Parodontite: perché non basta una semplice pulizia dei denti

Quando si parla di gengive infiammate, sanguinamento o parodontite, molti pazienti pensano subito a una soluzione semplice:
“Faccio una pulizia dei denti e il problema passa.”

In alcuni casi, quando l’infiammazione è superficiale, una seduta di igiene professionale può sicuramente aiutare a migliorare la situazione. Ma quando è presente una vera parodontite, spesso una semplice pulizia non è sufficiente.

Il motivo è semplice: la parodontite non riguarda solo la parte visibile del dente, ma può coinvolgere anche ciò che si trova più in profondità, sotto la gengiva.

Ed è proprio lì che nasce la differenza tra una normale igiene professionale e un percorso parodontale personalizzato.

Cos’è la parodontite?

La parodontite, spesso chiamata anche “piorrea”, è una malattia infiammatoria che colpisce i tessuti che sostengono i denti.

Questi tessuti sono:

  • la gengiva;

  • l’osso;

  • il legamento parodontale;

  • le strutture che mantengono il dente stabile nella bocca.

Quando la placca batterica e il tartaro si accumulano nel tempo, possono irritare le gengive e creare infiammazione. Se questa infiammazione rimane superficiale, si parla spesso di gengivite.

Quando invece l’infiammazione scende più in profondità e inizia a coinvolgere i tessuti di supporto del dente, si può arrivare alla parodontite.

La cosa importante da sapere è che la parodontite può evolvere lentamente e, nelle fasi iniziali, non sempre provoca dolore. Per questo molti pazienti se ne accorgono tardi, magari quando notano gengive ritirate, denti che sembrano muoversi o sanguinamento frequente.

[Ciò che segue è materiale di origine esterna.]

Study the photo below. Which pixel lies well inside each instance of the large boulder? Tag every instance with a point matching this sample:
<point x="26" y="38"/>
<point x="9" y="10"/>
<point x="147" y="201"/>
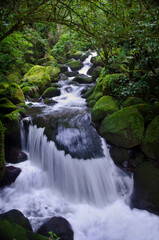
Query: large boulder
<point x="2" y="156"/>
<point x="146" y="185"/>
<point x="10" y="175"/>
<point x="103" y="107"/>
<point x="150" y="144"/>
<point x="51" y="92"/>
<point x="75" y="65"/>
<point x="41" y="76"/>
<point x="82" y="78"/>
<point x="132" y="101"/>
<point x="12" y="92"/>
<point x="10" y="231"/>
<point x="58" y="225"/>
<point x="124" y="128"/>
<point x="96" y="73"/>
<point x="15" y="216"/>
<point x="6" y="106"/>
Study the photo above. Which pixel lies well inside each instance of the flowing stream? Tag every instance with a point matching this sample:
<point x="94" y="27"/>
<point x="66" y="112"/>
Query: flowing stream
<point x="70" y="173"/>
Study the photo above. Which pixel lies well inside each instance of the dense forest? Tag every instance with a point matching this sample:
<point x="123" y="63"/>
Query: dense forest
<point x="40" y="39"/>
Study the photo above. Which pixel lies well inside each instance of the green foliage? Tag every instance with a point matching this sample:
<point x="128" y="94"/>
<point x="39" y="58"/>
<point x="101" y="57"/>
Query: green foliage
<point x="53" y="236"/>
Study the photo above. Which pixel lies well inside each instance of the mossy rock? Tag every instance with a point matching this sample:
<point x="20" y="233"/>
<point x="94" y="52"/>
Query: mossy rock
<point x="96" y="73"/>
<point x="84" y="56"/>
<point x="124" y="128"/>
<point x="97" y="61"/>
<point x="89" y="92"/>
<point x="41" y="76"/>
<point x="6" y="106"/>
<point x="103" y="107"/>
<point x="132" y="101"/>
<point x="51" y="92"/>
<point x="10" y="231"/>
<point x="75" y="65"/>
<point x="91" y="103"/>
<point x="76" y="55"/>
<point x="2" y="156"/>
<point x="43" y="61"/>
<point x="146" y="178"/>
<point x="150" y="144"/>
<point x="13" y="92"/>
<point x="27" y="67"/>
<point x="82" y="78"/>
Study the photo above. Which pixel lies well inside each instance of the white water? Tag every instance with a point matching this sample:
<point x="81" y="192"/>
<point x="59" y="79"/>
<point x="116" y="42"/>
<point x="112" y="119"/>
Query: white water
<point x="91" y="194"/>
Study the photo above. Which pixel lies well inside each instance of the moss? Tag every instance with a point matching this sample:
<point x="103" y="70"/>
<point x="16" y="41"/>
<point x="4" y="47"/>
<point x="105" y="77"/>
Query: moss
<point x="51" y="92"/>
<point x="75" y="65"/>
<point x="132" y="101"/>
<point x="10" y="231"/>
<point x="38" y="76"/>
<point x="103" y="107"/>
<point x="150" y="143"/>
<point x="147" y="176"/>
<point x="124" y="128"/>
<point x="6" y="106"/>
<point x="13" y="92"/>
<point x="2" y="156"/>
<point x="91" y="103"/>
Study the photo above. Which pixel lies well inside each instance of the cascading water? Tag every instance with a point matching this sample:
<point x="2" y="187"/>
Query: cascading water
<point x="72" y="175"/>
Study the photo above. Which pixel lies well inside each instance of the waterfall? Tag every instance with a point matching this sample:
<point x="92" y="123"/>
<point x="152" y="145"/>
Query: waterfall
<point x="96" y="181"/>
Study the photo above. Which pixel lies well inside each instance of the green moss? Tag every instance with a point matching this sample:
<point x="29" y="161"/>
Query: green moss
<point x="51" y="92"/>
<point x="132" y="101"/>
<point x="2" y="156"/>
<point x="147" y="176"/>
<point x="13" y="92"/>
<point x="6" y="106"/>
<point x="75" y="65"/>
<point x="124" y="128"/>
<point x="38" y="76"/>
<point x="10" y="231"/>
<point x="103" y="107"/>
<point x="150" y="143"/>
<point x="91" y="103"/>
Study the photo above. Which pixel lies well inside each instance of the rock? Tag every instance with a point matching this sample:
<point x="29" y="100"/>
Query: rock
<point x="15" y="155"/>
<point x="75" y="65"/>
<point x="146" y="185"/>
<point x="45" y="60"/>
<point x="119" y="155"/>
<point x="132" y="101"/>
<point x="49" y="101"/>
<point x="84" y="56"/>
<point x="103" y="107"/>
<point x="51" y="92"/>
<point x="12" y="125"/>
<point x="63" y="68"/>
<point x="10" y="231"/>
<point x="150" y="144"/>
<point x="89" y="92"/>
<point x="12" y="92"/>
<point x="71" y="74"/>
<point x="41" y="77"/>
<point x="15" y="216"/>
<point x="96" y="72"/>
<point x="58" y="225"/>
<point x="76" y="55"/>
<point x="97" y="61"/>
<point x="82" y="78"/>
<point x="91" y="103"/>
<point x="6" y="106"/>
<point x="124" y="128"/>
<point x="2" y="156"/>
<point x="10" y="175"/>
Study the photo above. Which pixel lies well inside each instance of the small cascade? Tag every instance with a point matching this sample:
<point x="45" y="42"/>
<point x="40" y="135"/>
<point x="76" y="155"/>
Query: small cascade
<point x="96" y="181"/>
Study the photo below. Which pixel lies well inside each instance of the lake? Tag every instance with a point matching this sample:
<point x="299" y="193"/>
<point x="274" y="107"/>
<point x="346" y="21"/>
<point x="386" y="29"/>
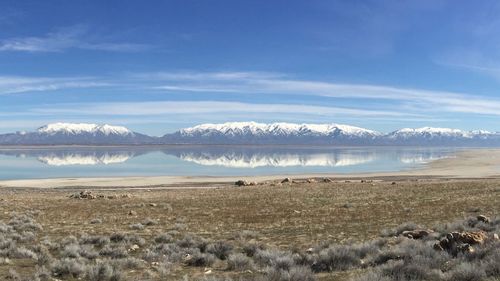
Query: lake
<point x="55" y="162"/>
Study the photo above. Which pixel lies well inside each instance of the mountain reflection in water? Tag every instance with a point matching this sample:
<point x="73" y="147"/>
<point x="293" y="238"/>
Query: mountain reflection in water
<point x="233" y="156"/>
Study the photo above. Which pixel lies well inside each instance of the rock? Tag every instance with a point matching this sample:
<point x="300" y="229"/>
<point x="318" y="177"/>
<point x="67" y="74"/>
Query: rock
<point x="465" y="248"/>
<point x="461" y="241"/>
<point x="244" y="183"/>
<point x="483" y="218"/>
<point x="134" y="247"/>
<point x="475" y="237"/>
<point x="417" y="233"/>
<point x="85" y="194"/>
<point x="327" y="180"/>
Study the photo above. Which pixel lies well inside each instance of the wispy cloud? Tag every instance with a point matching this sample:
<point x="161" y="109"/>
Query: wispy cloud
<point x="209" y="107"/>
<point x="75" y="37"/>
<point x="17" y="84"/>
<point x="418" y="99"/>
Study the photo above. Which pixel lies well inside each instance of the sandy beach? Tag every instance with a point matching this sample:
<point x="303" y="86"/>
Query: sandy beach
<point x="472" y="163"/>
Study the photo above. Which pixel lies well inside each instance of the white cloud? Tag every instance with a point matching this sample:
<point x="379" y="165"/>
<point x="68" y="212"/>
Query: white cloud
<point x="210" y="107"/>
<point x="421" y="100"/>
<point x="17" y="84"/>
<point x="75" y="37"/>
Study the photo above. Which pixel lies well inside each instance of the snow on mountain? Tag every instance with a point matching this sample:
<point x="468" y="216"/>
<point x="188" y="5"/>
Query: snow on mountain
<point x="80" y="128"/>
<point x="274" y="133"/>
<point x="253" y="128"/>
<point x="429" y="132"/>
<point x="82" y="159"/>
<point x="251" y="133"/>
<point x="77" y="134"/>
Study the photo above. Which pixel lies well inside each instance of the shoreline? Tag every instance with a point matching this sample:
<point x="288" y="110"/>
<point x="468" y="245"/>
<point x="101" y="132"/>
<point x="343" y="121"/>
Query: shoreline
<point x="471" y="163"/>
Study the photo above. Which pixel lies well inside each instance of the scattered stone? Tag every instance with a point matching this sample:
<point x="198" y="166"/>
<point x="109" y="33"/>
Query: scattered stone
<point x="417" y="233"/>
<point x="347" y="206"/>
<point x="134" y="248"/>
<point x="456" y="242"/>
<point x="244" y="183"/>
<point x="85" y="194"/>
<point x="241" y="183"/>
<point x="327" y="180"/>
<point x="483" y="218"/>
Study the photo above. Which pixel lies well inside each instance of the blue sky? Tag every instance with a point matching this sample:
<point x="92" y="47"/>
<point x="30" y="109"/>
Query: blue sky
<point x="156" y="66"/>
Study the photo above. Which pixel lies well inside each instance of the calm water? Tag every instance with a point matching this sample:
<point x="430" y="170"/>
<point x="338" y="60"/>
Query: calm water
<point x="208" y="160"/>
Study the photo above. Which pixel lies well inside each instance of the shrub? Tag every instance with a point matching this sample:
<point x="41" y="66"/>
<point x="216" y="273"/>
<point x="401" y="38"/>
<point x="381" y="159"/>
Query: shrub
<point x="103" y="272"/>
<point x="67" y="267"/>
<point x="137" y="226"/>
<point x="200" y="259"/>
<point x="336" y="258"/>
<point x="220" y="249"/>
<point x="164" y="238"/>
<point x="299" y="273"/>
<point x="239" y="262"/>
<point x="149" y="222"/>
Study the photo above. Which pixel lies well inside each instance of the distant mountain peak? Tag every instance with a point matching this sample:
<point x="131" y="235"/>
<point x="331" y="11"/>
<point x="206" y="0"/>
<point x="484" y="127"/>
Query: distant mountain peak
<point x="282" y="128"/>
<point x="79" y="128"/>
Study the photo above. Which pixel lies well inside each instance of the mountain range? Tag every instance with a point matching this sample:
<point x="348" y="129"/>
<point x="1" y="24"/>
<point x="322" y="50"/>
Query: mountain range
<point x="251" y="133"/>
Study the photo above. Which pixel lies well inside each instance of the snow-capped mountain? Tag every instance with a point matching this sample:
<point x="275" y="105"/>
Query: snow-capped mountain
<point x="251" y="133"/>
<point x="83" y="128"/>
<point x="83" y="159"/>
<point x="76" y="134"/>
<point x="441" y="136"/>
<point x="274" y="133"/>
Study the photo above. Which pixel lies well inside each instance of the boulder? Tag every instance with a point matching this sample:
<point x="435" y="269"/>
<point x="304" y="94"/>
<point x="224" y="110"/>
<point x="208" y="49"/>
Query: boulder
<point x="417" y="233"/>
<point x="327" y="180"/>
<point x="241" y="183"/>
<point x="456" y="242"/>
<point x="483" y="218"/>
<point x="245" y="183"/>
<point x="85" y="194"/>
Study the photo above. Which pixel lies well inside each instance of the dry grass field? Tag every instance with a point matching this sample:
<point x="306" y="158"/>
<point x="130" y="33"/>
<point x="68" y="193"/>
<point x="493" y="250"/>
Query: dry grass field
<point x="135" y="230"/>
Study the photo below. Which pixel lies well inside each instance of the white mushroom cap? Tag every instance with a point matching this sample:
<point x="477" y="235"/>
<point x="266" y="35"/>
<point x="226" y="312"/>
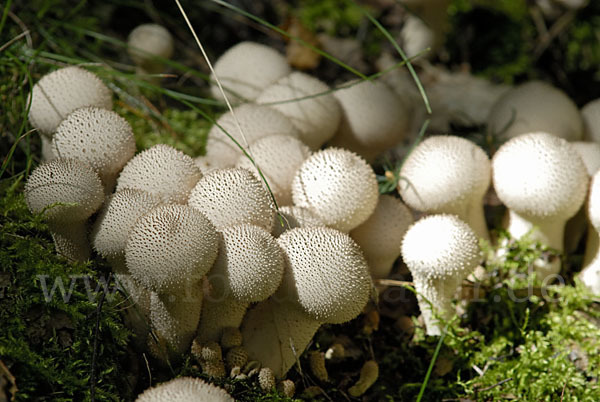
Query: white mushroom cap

Pulizia dei denti e terapia parodontale: qual è la differenza?

La normale igiene professionale, quella che spesso viene chiamata “pulizia dei denti”, ha l’obiettivo di rimuovere placca, tartaro e macchie dalle superfici dentali.

È un trattamento molto importante per mantenere la bocca in salute e prevenire infiammazioni gengivali.

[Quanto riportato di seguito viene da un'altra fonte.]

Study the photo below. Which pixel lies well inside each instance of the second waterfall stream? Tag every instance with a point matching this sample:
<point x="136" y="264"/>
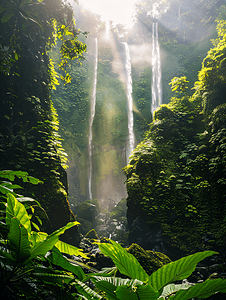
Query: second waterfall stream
<point x="131" y="137"/>
<point x="92" y="115"/>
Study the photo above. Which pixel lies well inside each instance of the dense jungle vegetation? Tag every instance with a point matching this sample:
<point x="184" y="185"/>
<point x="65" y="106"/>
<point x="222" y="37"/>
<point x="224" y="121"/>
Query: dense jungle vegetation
<point x="175" y="180"/>
<point x="176" y="176"/>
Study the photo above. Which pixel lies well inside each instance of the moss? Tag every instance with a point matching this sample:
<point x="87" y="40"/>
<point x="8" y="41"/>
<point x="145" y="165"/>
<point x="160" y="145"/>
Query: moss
<point x="92" y="235"/>
<point x="151" y="261"/>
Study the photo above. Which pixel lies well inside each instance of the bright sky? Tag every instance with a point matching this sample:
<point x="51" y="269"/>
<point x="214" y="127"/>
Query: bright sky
<point x="119" y="11"/>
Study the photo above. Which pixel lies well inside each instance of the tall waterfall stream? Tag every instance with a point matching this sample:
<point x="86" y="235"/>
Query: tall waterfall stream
<point x="131" y="137"/>
<point x="156" y="87"/>
<point x="92" y="114"/>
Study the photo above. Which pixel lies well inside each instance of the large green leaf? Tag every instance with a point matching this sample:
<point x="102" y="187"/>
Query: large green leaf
<point x="42" y="243"/>
<point x="16" y="209"/>
<point x="173" y="288"/>
<point x="18" y="241"/>
<point x="69" y="249"/>
<point x="54" y="278"/>
<point x="177" y="270"/>
<point x="63" y="229"/>
<point x="86" y="291"/>
<point x="136" y="292"/>
<point x="125" y="262"/>
<point x="201" y="290"/>
<point x="110" y="284"/>
<point x="58" y="259"/>
<point x="42" y="247"/>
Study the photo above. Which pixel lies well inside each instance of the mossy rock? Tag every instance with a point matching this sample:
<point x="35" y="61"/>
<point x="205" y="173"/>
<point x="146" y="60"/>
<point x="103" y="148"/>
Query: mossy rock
<point x="92" y="235"/>
<point x="151" y="261"/>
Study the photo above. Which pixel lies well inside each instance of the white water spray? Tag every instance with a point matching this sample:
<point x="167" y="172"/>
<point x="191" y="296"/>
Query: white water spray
<point x="92" y="114"/>
<point x="107" y="32"/>
<point x="156" y="87"/>
<point x="131" y="137"/>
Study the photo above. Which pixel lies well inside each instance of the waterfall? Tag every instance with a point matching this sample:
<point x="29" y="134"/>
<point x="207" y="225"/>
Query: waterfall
<point x="107" y="34"/>
<point x="92" y="114"/>
<point x="156" y="87"/>
<point x="131" y="137"/>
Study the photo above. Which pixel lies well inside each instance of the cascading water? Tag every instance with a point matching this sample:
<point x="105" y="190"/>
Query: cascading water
<point x="92" y="114"/>
<point x="131" y="137"/>
<point x="156" y="87"/>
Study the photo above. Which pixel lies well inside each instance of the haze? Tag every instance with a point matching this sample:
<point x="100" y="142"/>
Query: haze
<point x="118" y="11"/>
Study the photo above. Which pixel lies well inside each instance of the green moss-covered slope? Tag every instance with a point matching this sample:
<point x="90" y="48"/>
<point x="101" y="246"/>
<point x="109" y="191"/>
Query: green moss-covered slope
<point x="176" y="177"/>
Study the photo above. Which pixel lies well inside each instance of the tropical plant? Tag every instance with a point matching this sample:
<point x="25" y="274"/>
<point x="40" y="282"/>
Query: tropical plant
<point x="29" y="258"/>
<point x="160" y="285"/>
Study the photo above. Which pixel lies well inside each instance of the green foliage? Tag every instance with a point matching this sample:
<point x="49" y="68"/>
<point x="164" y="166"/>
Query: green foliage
<point x="179" y="85"/>
<point x="159" y="284"/>
<point x="151" y="261"/>
<point x="25" y="254"/>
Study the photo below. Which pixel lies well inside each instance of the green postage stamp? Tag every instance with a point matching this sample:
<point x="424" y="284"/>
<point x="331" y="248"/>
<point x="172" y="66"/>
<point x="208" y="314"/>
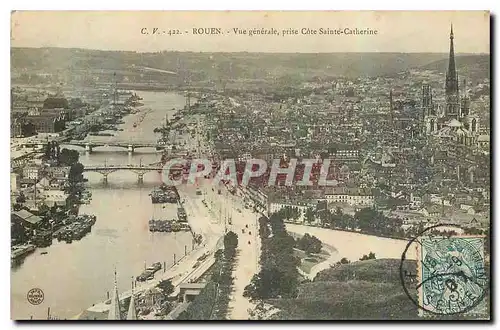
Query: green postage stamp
<point x="453" y="278"/>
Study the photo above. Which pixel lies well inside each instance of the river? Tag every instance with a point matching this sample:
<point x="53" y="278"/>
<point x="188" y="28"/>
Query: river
<point x="75" y="276"/>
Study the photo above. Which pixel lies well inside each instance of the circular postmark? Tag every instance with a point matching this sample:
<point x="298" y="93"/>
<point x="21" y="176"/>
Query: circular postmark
<point x="450" y="276"/>
<point x="35" y="296"/>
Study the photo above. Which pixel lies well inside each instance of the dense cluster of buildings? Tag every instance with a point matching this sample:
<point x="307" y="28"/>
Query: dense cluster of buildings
<point x="403" y="144"/>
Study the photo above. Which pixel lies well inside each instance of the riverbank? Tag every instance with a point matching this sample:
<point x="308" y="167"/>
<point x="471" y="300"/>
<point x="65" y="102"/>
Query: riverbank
<point x="74" y="276"/>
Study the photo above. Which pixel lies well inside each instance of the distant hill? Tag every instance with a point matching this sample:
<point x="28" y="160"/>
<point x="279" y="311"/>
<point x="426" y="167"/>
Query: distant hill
<point x="222" y="65"/>
<point x="368" y="289"/>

Di solito, però, la pulizia tradizionale lavora soprattutto sulle superfici visibili del dente e nelle zone più facilmente accessibili.

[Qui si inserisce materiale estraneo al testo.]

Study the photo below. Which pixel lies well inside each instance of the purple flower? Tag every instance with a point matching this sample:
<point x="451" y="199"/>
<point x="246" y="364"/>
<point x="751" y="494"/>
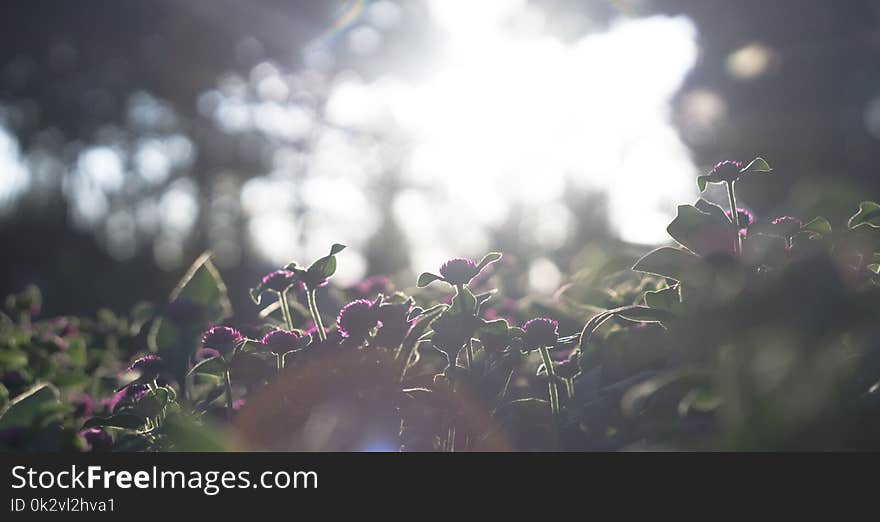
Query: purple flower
<point x="356" y="319"/>
<point x="283" y="341"/>
<point x="279" y="280"/>
<point x="98" y="439"/>
<point x="540" y="332"/>
<point x="727" y="170"/>
<point x="459" y="271"/>
<point x="221" y="338"/>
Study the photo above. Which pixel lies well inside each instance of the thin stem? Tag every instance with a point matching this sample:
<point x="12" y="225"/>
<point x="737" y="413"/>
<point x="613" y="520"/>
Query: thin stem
<point x="503" y="393"/>
<point x="316" y="316"/>
<point x="285" y="309"/>
<point x="731" y="195"/>
<point x="228" y="383"/>
<point x="551" y="376"/>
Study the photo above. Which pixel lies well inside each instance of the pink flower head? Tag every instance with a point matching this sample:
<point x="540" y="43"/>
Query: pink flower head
<point x="459" y="271"/>
<point x="98" y="439"/>
<point x="727" y="170"/>
<point x="356" y="319"/>
<point x="221" y="338"/>
<point x="283" y="341"/>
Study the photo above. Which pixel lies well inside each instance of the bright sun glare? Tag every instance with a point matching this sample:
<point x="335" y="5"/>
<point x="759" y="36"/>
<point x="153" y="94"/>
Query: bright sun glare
<point x="512" y="115"/>
<point x="507" y="119"/>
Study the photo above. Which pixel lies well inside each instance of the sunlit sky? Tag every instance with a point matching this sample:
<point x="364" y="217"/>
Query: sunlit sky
<point x="507" y="117"/>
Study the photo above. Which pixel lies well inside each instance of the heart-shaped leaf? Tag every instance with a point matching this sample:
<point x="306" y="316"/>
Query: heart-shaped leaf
<point x="29" y="406"/>
<point x="819" y="226"/>
<point x="868" y="214"/>
<point x="120" y="420"/>
<point x="488" y="259"/>
<point x="757" y="165"/>
<point x="673" y="263"/>
<point x="209" y="366"/>
<point x="702" y="232"/>
<point x="427" y="278"/>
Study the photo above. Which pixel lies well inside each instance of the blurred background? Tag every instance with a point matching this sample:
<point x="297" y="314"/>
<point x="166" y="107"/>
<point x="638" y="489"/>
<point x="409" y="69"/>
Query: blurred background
<point x="136" y="134"/>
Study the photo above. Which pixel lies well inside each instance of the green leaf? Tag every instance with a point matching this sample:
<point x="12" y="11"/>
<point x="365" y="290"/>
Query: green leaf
<point x="203" y="286"/>
<point x="464" y="302"/>
<point x="323" y="268"/>
<point x="818" y="225"/>
<point x="757" y="165"/>
<point x="30" y="406"/>
<point x="702" y="181"/>
<point x="76" y="350"/>
<point x="427" y="278"/>
<point x="256" y="294"/>
<point x="643" y="314"/>
<point x="712" y="209"/>
<point x="120" y="420"/>
<point x="767" y="250"/>
<point x="209" y="366"/>
<point x="12" y="359"/>
<point x="868" y="214"/>
<point x="702" y="232"/>
<point x="488" y="259"/>
<point x="668" y="299"/>
<point x="494" y="327"/>
<point x="673" y="263"/>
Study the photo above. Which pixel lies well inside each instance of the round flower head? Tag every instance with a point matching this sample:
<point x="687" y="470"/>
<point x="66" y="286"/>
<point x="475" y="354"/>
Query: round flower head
<point x="459" y="271"/>
<point x="149" y="366"/>
<point x="356" y="319"/>
<point x="98" y="439"/>
<point x="221" y="338"/>
<point x="727" y="170"/>
<point x="278" y="280"/>
<point x="394" y="325"/>
<point x="282" y="341"/>
<point x="540" y="332"/>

La terapia parodontale, invece, ha un obiettivo più specifico: valutare e trattare anche ciò che succede sotto il margine gengivale.

Quando sono presenti tasche parodontali, tartaro sottogengivale o perdita di supporto osseo, serve un approccio più completo, che non si limiti alla sola rimozione del tartaro visibile.

In altre parole:
la pulizia dei denti aiuta a mantenere la bocca pulita; la terapia parodontale serve a gestire una malattia gengivale più profonda.

Cosa sono le tasche parodontali?

Per capire perché una semplice pulizia può non bastare, bisogna parlare delle tasche parodontali.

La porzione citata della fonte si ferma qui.